Once upon a time, I grew up in a family that was very oriented to jobs. Because it was expected that everyone would help. The kids. The grownups. We were all to pitch in. That’s what family did.
What family did at Canadian Thanksgiving, was travel 250 miles from Edmonton, Alberta to Kerrobert, Saskatchewan. Edmonton is where I lived with my mom and my sister. Edmonton was also home to Auntie Di and Uncle Frank, and their two kids / my cousins. Edmonton was home to Uncle John and Auntie Mary Lynne. There were a few others that would make the trip from time to time. Family by friendship, which felt as thick as blood. Kerrobert was where Grandma and Grandpa lived, parents to my mom, Di, and John. A small home in a small town (in the picture above, that’s boy-child me celebrating my birthday, and young Auntie Di on the side — on a Thanksgiving Weekend likely in the mid 70s). Granny and Grampa’s home had a ping pong table in the basement, a yard in which we could play games, and enough floor space for all of us to sprawl out in a puppy pile sleep over.
A family job at Thanksgiving was to wash and wax everyone’s cars. We were prepping the cars for the winter. Some people washed. Some waxed on. Some waxed off. Some did the interior detailing. My job was often to clean the hubcaps and bumpers with an SOS pad and get them good and shiny (back when chrome was a thing on cars). We bundled up warm — Octobers in Saskatchewan can be nippy. We took pride in the work. We got the job done.
Fast forward to now, I still relate to having jobs. The wood still needs to be chopped. The meals need to be prepared. The dishes need to be done. The jobs, however, have changed. I’m really interested in the job of being a good noticer, participating in observing and becoming aware about what is really going on in the world. In the world in front of me. In the world in front of me that is connected to the broader world. The inner world and the outer world. In teams. In communities. In families. Being a thoughtful observer is a job, so that on occasion, we can evolve these many layers of world to more understanding — I relate to this.
One of the ways that I do the job of noticing is that I blog, and I enjoy reading others blogs.
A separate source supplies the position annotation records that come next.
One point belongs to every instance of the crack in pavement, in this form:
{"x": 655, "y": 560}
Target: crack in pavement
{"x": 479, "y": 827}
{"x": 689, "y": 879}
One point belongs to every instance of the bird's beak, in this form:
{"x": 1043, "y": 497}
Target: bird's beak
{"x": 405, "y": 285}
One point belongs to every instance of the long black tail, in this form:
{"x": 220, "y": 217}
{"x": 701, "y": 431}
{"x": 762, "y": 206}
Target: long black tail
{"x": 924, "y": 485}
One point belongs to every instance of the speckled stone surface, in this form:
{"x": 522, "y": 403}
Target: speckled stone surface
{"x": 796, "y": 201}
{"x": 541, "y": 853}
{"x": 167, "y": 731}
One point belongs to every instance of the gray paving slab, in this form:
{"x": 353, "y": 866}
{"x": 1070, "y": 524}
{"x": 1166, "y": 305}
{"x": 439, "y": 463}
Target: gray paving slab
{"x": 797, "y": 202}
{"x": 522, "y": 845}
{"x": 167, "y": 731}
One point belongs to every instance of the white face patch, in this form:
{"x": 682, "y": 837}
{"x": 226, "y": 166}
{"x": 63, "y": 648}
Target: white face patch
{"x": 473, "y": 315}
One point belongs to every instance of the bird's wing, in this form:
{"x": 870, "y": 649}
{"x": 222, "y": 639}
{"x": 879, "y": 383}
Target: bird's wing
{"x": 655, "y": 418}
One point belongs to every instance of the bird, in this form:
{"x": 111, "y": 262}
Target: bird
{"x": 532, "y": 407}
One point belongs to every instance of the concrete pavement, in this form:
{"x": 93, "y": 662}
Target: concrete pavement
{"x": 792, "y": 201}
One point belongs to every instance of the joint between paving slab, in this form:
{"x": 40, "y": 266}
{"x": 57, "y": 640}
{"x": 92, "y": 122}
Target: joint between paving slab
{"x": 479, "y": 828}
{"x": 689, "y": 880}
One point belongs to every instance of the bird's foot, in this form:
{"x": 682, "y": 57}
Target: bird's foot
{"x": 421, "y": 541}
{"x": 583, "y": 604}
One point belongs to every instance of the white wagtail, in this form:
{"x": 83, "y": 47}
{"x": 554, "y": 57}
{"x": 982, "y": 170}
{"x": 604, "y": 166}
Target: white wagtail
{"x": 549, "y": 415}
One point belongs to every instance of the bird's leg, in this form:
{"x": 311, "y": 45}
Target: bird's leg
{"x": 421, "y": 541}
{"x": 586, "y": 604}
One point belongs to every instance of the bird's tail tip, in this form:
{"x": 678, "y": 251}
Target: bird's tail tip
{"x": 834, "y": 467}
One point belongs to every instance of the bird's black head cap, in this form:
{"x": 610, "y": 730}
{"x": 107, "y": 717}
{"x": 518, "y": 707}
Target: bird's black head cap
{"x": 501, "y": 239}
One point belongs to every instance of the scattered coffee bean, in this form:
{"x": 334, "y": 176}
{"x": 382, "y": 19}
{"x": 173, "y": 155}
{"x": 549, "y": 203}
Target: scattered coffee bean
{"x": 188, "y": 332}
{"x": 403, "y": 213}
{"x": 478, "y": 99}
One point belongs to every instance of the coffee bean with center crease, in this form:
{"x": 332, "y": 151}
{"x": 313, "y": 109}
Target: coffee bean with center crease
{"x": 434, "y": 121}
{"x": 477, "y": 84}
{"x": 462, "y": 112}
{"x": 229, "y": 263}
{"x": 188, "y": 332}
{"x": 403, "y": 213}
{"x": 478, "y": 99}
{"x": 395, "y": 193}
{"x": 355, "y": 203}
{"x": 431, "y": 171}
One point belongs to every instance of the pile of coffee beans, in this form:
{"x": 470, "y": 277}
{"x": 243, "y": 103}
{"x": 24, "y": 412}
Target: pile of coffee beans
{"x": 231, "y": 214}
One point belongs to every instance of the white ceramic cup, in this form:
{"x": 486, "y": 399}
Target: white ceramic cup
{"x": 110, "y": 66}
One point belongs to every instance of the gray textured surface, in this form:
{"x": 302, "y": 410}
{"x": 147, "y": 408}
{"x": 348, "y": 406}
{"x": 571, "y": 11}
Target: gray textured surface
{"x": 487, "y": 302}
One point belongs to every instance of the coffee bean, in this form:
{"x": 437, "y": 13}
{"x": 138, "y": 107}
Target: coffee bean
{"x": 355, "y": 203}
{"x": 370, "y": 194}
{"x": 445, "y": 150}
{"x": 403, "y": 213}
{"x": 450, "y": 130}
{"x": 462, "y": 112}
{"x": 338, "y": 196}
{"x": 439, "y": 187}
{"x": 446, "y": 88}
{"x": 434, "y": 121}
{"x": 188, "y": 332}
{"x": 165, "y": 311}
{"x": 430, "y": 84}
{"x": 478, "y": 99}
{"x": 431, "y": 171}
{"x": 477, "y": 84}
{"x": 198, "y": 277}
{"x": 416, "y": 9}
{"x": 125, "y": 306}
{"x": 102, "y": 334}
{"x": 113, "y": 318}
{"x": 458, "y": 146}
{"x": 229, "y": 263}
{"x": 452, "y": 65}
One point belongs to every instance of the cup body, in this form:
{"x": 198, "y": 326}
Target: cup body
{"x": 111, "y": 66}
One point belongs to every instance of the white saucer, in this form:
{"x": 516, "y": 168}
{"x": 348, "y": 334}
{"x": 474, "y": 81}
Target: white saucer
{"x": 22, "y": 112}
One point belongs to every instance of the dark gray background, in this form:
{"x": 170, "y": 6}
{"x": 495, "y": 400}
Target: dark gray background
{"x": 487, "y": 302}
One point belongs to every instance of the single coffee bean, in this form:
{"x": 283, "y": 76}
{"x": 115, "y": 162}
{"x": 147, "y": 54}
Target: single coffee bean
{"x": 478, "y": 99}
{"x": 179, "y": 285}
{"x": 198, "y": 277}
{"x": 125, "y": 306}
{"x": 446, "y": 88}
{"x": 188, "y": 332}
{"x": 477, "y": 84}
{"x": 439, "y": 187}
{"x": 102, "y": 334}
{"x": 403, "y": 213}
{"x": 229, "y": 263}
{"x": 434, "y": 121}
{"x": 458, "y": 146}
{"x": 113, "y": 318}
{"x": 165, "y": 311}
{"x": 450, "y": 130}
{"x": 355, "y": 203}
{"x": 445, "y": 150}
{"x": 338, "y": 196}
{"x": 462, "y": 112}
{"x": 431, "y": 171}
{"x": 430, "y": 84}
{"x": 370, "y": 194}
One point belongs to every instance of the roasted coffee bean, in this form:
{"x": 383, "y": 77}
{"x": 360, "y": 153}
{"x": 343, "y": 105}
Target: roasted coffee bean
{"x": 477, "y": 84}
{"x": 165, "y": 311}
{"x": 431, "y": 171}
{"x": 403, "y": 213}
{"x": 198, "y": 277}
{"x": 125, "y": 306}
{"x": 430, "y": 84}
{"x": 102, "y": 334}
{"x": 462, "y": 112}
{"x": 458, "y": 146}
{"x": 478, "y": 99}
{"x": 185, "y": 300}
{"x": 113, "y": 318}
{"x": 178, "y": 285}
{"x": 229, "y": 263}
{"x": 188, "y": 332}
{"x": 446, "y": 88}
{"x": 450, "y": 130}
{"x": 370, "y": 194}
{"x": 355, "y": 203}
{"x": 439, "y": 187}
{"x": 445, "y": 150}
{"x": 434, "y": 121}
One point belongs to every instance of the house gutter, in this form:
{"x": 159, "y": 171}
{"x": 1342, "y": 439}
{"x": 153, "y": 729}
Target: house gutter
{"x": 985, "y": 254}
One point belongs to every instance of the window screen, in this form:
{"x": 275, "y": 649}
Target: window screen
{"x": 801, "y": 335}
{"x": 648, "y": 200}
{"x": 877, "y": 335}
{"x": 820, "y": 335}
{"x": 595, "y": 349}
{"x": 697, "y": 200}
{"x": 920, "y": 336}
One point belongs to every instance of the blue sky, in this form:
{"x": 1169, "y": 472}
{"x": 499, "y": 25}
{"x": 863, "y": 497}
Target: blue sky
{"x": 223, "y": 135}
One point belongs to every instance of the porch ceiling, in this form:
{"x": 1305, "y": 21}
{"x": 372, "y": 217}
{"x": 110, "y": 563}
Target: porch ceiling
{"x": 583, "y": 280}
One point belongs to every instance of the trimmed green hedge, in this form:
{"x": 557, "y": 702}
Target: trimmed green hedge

My noticing. Their noticing. Shawna Lemay is one of those, who I’ve mentioned before. I love her tagline, “You are required to make something beautiful.” It’s a job.
Shawna’s post earlier this week was about why she blogs (excerpted below). She wrote of “persistences.” With each that I read, I took an extra in-breath of delight in her description. She was writing a version of awareness in blogging that I really relate to. I blog mostly, because I like to notice things. I like the feeling. I like to make sense of things. I like to pay attention to the mystery within which I live. Blogging helps me to do that.
Enjoy these below, from Shawna, on why she keeps blogging.
- I persist because when I keep my eye out for things to share, I find things that feed into the rest of my writing, and that, frankly, make my life richer. I sit with them a bit longer than I would if I were merely scrolling through my Facebook or Twitter feed. I mull more because I blog.
- I persist because I’m kind of addicted to this kind of writing. The kind where you open up a new blog post window and just start typing and hoping.
- I persist because I never really know what my next post is going to be. And I want to find out.
- I persist because I’m so vain and I love my photographs, and I want to put them somewhere nice, of my own making.
- I persist because the only reason I dust the surfaces of the tables in my house is so that I can take photos for my blog.
- I persist because I really do believe that we’re all required to make something beautiful and some days this is my attempt.
Blogs can be messy, which is why I’ve always liked them. They’re written on the fly in between part-time work, side-hustles, running the eternal errands, reading books, conversations with friends, cleaning the house, making dinner, and the so-called “real” writing.
Job 1: To Be A Noticer. And to dare to bring that forward in the essential humanness of encountering each other with our noticing.
Job 1A: Don’t forget the hubcaps and bumpers.